We’ve got a lot of implementations. This is a text file at a URL, that is also a collaborative editor. You can see a version history if you open chrome dev tools, that is a DAG, you can edit offline and your edits get merged. You don’t have to use tons of JavaScript packages to stream over a Web socket. WE have working feeds, you connect to the feed, and get your stuff.

MNot: Comments?

Chris Lemmons: I’m interested in the problem space. I think you’re solving a real problem, and there’s value to a standard solution to the problem. There are lots of existing solutions, and they don’t operate well with caches in the middle. Mark made observations about what the current implementation is likely to do with caches, and that’s spot on, and we’ll have to think about this to move the work forward. Figuring out intermediaries is important here, is the exact value that doing the work here can provide.
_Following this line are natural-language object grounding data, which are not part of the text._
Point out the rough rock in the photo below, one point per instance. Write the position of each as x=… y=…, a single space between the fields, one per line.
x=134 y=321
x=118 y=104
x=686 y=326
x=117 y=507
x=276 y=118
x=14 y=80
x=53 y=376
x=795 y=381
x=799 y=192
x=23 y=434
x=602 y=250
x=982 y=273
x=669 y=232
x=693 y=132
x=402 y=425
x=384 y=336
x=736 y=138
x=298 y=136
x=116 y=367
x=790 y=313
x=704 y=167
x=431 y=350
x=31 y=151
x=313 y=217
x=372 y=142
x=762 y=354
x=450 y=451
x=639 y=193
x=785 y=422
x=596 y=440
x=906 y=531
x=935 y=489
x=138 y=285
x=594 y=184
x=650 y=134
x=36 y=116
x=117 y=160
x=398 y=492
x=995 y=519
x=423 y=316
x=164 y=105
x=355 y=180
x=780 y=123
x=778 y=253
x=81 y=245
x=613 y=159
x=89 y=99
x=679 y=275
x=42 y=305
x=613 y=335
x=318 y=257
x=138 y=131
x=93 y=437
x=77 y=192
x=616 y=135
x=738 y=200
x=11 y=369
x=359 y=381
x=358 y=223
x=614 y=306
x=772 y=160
MNot: this is the problem with new HTTP features, they always have to mesh with other features. If we are to adopt this work we have to figure out how to chunk it. There are scars and lived experiences in each of these areas, like teh byte ranges stuff which is a little scary, and multi-status.

Kouhei??: We try to cache compiled resources, and the resources get larger and larger, so we hope to reuse the previous one. This work is a step forward in that direction, where we can only compile the delta.

Tommy Pauly, as chair: Thank you for focusing on a particular flow and making it clear. I think this approach is easeir for the group to digest and understand.

MNot: I think people need some time and discussion, I know you’ve been working on this for a while but we still need that.